While Japan has become a sparring partner with the United States on the issue, other nations also believe in broader testing. Many European nations test as much as half the cows slaughtered.

And several smaller American meat packers, notably Kansas' Creekstone Farms, have said they would test all their animals if it meant a resumption of exports. The USDA has said such moves would be illegal, though Creekstone has applied to do its own private testing.

'Only for animal disease'
Beef association officials share the government's view that broader testing would be unnecessary and unreasonable. 

"Testing for BSE should be related to surveillance," Stokes said. "We feel that USDA should be the ones to do the testing and to do testing only for animal disease."

As for Creekstone's request, Stokes said, "The bottom line is, they're not satisfying the Japanese customer, they're satisfying the Japanese government."

Stokes and other industry officials noted that scientists, including an earlier international panel of experts convened in January by Veneman, had largely backed the U.S. approach to handling BSE.

Veneman proposed Monday that the new panel could evaluate appropriate measures to check for BSE in animals and set requirements for both countries to follow by the end of April. Ishihara said that timeline was "unrealistic."
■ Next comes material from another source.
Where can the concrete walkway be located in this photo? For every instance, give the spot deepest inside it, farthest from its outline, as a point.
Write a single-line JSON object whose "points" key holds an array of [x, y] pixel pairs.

The USDA announced last month it expects to test more than 200,000 cattle in the next 18 months, mostly sick or ailing cows, to look for additional cases of BSE. Industry officials on Thursday echoed the agency's stance that the tests are intended only as a scientific measure and not to guarantee food safety. Rather, they insist the human food chain is secured by new rules that ban the use of "downers" — cows that cannot walk — and so-called specified risk materials, such as an animal's brain or spinal cord.

"As this goes forward we do anticipate that there might be some additional cases," said Jan Lyons, a Kansas cattle producer and the NCBA's current president. "We do feel very strongly that we have the precautions in place."

Prices on the rebound
Lyons also said the cattle industry is confident it can emerge unscathed from months of global bans on U.S. beef. "Certainly we have challenges facing us," she said. But, she noted, "The state of the cattle industry is in extremely solid, good condition."

Immediately after the U.S. mad cow case was found, the association projected potential industry losses of $1.3 billion. But some beef processors, including Tyson, the world’s largest, have since shown profits. And though wholesale beef prices dipped early this year, they are rebounding. Plus, surveys show consumer demand remains strong and the USDA projects consumption will be up this year to 28.5 billion pounds, or 68 pounds per person, from 26.8 billion pounds in 2003.

“We have taken every step possible to ensure this does not put our consumers at risk,” Stokes said, “and consumers have seen it.”

Andy Gottschalk, livestock analyst for Hedgersedge.com, said beef prices — both wholesale and retail — will follow their usual patterns this year, including a surge in late spring and a drop in the summer. Though some premium beef normally be exported to Japan and other markets must be consumed domestically, he noted, the industry has taken steps to accommodate that.

“Our production has been pulled down so everything has been adjusted to that,” Gottschalk said. About 92 million pounds of beef a day was processed in March, according to data from the USDA and Kansas State University, compared to 96 million a year ago — with about 125,000 cattle slaughtered per day, down from 130,000 a year ago.

Still, industry officials said they are pushing to restore the U.S. market to its status before last summer, when the first North American mad cow case was found in Alberta, Canada. That led to a U.S. ban on most Canadian beef, one that U.S. cattle producers say they want lifted, though the closed border helped increase demand for American beef.  The single infected Holstein cow in Washington state originally came from Alberta, and Canadian authorities recently said they traced both mad cow cases to two feed mills in Canada.

"We're all about trying to get back to pre-BSE situations," said Keys.

The Associated Press contributed to this report.